Well, this photo demonstrates one of the downsides, which becomes obvious when you take the drape nets off.
All the growing tips (or “leaders”) at the top of each limb have grown bent over. If they’ve been held down by the net for too long while they’re flexible and growing strongly, they may have permanently taken on that bent shape and won’t spring back to the vertical when the nets are removed.
It’s a great lesson in why it’s best to remove the nets as soon as you’ve picked the fruit, and while the trees still have leaves on them. Ant has taken this message on board, and usually manages to gets the nets off the trees in good time.

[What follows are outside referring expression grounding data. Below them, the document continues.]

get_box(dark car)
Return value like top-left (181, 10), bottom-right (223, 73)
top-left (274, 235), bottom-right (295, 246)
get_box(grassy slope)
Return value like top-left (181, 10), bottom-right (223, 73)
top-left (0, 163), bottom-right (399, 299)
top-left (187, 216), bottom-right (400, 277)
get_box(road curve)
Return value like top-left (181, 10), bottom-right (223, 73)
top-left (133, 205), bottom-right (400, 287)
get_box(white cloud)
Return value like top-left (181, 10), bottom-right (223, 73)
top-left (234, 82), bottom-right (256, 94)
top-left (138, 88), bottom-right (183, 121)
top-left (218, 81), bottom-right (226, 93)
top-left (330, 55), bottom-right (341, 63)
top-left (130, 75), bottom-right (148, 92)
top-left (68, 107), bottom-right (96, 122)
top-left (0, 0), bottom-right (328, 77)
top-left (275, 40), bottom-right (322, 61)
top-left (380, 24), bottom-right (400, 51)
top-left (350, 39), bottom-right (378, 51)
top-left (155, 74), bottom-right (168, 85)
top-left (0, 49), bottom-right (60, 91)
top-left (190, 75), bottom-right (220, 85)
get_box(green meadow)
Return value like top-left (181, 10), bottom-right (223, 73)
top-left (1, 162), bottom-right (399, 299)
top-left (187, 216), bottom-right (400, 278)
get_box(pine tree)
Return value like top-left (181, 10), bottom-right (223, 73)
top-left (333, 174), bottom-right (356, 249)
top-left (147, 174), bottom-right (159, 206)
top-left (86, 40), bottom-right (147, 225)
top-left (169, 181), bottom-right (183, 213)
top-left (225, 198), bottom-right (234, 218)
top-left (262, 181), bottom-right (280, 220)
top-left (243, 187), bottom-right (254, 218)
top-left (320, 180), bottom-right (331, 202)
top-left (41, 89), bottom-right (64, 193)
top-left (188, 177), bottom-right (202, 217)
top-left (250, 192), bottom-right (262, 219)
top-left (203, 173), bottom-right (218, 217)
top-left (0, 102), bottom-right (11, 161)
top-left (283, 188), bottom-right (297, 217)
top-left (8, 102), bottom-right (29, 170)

The poor bent tree is a 4 year old peach tree, which grew very and yielded a lovely crop of peaches the year this photo was taken. It was netted it in plenty of time to save the fruit from the birds, and what should have happened next was the removal of the nets.
But, things got busy, it never quite got to the top of the ‘to do’ list, and you can see the consequences.
However, all is not lost, and in fact the benefits definitely outweigh the cons. It’s actually not difficult to correct—a bit of careful pruning at the top of the limbs will usually remove most of the bend and this will help the limbs continue their growth in a mostly straight line next year.
It can also help to slow the growth of a vigorous tree, which will help it to settle down and produce fruit, rather than put all its energy into growth.
It’s also really interesting to note how easy it is to influence the way a tree grows, which can be particularly useful if you’re aiming for a particular shape of tree like an espalier, for example. It’s not difficult to encourage the tree to grow the way you want it to. Find out more about how to create espaliers, vases, and other fruit tree forms in Pruning by Numbers: A Guide to Pruning Deciduous Fruit Trees.
That’s the silver lining in this particular cloud!